Digital photography has progressed so far that shooting the night sky no longer requires expensive, high-end DSLRs. Entry-level DSLRs and their “kit” lenses are now capable of taking excellent photos of the objects in outer space. Good choices are Canon Rebel T2i and T3i; Nikon D3100 and D5000; and Sony a35. All are typically priced at $650 or less.
A tripod is another piece of mandatory equipment for digital astrophotography. Exposures will be much too long for handheld shooting. For this reason, you’ll also need, preferably, a remote, wireless shutter release device. A mechanical shutter release cable will work, but could introduce movement to the camera, blurring your images.
Although not necessary for the beginner astrophotographer, an iPad and the SkySafari app will eventually become essential, as your interest in astrophotography continues to grow. SkySafari helps you navigate the night sky and identify and locate thousands of celestial bodies to photograph.
The ultimate equipment add-on for the total astrophotography geek is a telescope that mounts to a DSLR camera. You can’t use the telescope without an equatorial mount, which moves the telescope in unison with Earth’s rotation. Experienced astrophotographers advise that you shouldn’t invest the money for this additional equipment until you’ve learned the various techniques and had some good results applying them.
Where you photograph the night sky is also critical. Shoot in your backyard or even the local park and there are apt to be conflicting city light sources. The sky above most cities has some percentage of pollutants in the air, which degrades the clarity of your images. Spend some time scouting the surrounding countryside to find open spaces where the air is clearer and there are few, if any, artificial lights. A farmer may give you permission to position your and your astrophotography gear in the middle of an isolated field for the night.

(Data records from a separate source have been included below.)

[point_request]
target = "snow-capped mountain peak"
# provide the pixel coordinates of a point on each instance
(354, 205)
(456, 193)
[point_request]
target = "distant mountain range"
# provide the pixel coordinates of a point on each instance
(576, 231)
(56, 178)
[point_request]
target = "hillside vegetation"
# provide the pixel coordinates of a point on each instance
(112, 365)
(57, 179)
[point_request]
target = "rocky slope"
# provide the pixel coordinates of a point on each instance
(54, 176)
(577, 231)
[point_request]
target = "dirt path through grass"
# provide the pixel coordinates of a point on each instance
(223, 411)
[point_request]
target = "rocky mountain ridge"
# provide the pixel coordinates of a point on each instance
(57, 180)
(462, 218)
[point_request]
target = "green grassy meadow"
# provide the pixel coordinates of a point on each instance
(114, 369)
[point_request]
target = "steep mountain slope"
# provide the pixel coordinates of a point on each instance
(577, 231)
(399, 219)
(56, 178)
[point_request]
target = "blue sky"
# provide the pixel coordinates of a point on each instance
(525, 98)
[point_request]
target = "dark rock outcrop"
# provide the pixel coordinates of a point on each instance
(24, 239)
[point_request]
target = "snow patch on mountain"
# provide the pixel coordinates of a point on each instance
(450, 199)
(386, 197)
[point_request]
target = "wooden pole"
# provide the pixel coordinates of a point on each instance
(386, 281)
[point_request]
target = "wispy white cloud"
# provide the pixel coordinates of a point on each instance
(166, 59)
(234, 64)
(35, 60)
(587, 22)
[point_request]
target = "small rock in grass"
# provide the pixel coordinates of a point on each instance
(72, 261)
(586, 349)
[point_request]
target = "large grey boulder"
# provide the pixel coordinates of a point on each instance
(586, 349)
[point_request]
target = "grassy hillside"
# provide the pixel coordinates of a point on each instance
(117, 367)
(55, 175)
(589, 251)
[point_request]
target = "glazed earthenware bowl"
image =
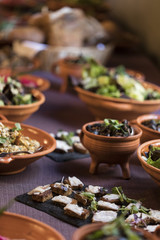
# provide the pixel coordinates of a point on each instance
(110, 150)
(82, 232)
(151, 170)
(19, 113)
(17, 163)
(16, 226)
(147, 133)
(118, 108)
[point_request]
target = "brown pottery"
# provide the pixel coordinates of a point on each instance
(147, 133)
(110, 150)
(19, 113)
(15, 226)
(17, 163)
(83, 231)
(151, 170)
(41, 83)
(118, 108)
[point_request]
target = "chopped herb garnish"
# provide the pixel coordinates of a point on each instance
(2, 140)
(17, 127)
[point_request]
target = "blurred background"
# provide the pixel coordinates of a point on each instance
(41, 32)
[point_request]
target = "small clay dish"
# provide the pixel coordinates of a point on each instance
(16, 226)
(12, 164)
(151, 170)
(118, 108)
(110, 150)
(147, 133)
(35, 82)
(19, 113)
(82, 232)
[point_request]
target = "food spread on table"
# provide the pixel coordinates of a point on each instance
(68, 142)
(153, 124)
(111, 127)
(90, 203)
(115, 82)
(12, 92)
(152, 157)
(12, 140)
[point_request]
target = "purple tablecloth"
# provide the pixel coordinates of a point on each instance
(66, 111)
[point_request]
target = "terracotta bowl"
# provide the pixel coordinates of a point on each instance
(118, 108)
(147, 133)
(151, 170)
(110, 150)
(15, 226)
(19, 113)
(83, 231)
(32, 81)
(17, 163)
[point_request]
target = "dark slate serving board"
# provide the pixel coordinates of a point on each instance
(64, 157)
(53, 210)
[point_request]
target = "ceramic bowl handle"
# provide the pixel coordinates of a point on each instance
(81, 136)
(134, 121)
(2, 117)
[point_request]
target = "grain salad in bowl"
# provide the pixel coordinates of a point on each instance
(12, 140)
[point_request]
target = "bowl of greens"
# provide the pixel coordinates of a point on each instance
(149, 156)
(116, 230)
(150, 125)
(111, 142)
(17, 102)
(115, 93)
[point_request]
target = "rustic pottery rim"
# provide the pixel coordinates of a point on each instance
(111, 138)
(139, 153)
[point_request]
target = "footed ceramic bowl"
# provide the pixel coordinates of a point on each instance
(82, 232)
(118, 108)
(19, 113)
(151, 170)
(16, 226)
(110, 150)
(17, 163)
(147, 133)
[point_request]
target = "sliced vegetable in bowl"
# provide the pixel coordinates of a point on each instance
(115, 82)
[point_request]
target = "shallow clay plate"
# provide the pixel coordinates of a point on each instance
(16, 226)
(17, 163)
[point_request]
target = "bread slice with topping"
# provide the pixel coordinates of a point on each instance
(74, 183)
(104, 216)
(41, 193)
(62, 201)
(61, 188)
(74, 210)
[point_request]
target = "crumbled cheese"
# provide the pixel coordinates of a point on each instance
(142, 218)
(155, 215)
(108, 205)
(151, 228)
(104, 216)
(61, 133)
(60, 144)
(74, 181)
(74, 208)
(75, 139)
(137, 205)
(62, 199)
(111, 197)
(39, 189)
(93, 189)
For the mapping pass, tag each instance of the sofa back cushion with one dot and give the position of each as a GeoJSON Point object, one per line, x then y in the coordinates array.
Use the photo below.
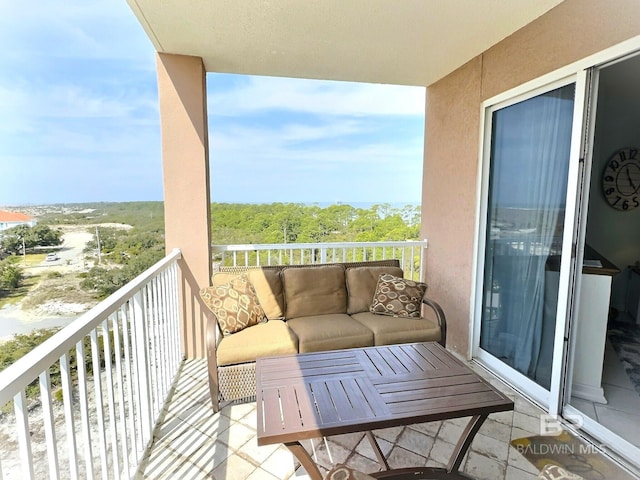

Whenever you shoot the night sky in a rural or wild area, make sure to bring appropriate clothing, a cell phone for security, a flashlight, a camp stool, a weatherproof camera bag or covering in case it starts to rain and other safety and comfort items that you may need.
When you’ve found a great location and have set up your shooting gear, the next step is to select the appropriate shooting modes and settings for astrophotography.
Use manual mode only, since your images will require long exposure times.
Set the lens to its widest aperture, approximately f/3.5 and select an ISO sensitivity of 1,600.
Use the B, or bulb, setting, so the shutter will keep the lens open until you release it remotely.
The light coming from the sky is more like artificial light than daylight, in terms of color temperature, so use the tungsten setting.
The time of most exposures will be in the range of 20 to 30 seconds. Shooting conditions, the clarity of the atmosphere and other factors affect the exposure. Trial and error and practice is the best way to learn what amount of time works best for what kind of images.
Any digital photographer can become a bit obsessive about whatever kind of photography drives his or her passion to create; but those who spend long hours, late at night, in remote locations and often alone, to capture images of the moon, planets, stars and the grand sweep of the cosmos are definitely a breed apart. They should be commended for their dedication and commitment, and willingness to share what they’ve learned about digital astrophotography. This PhotographyTalk article presents a few of their tips.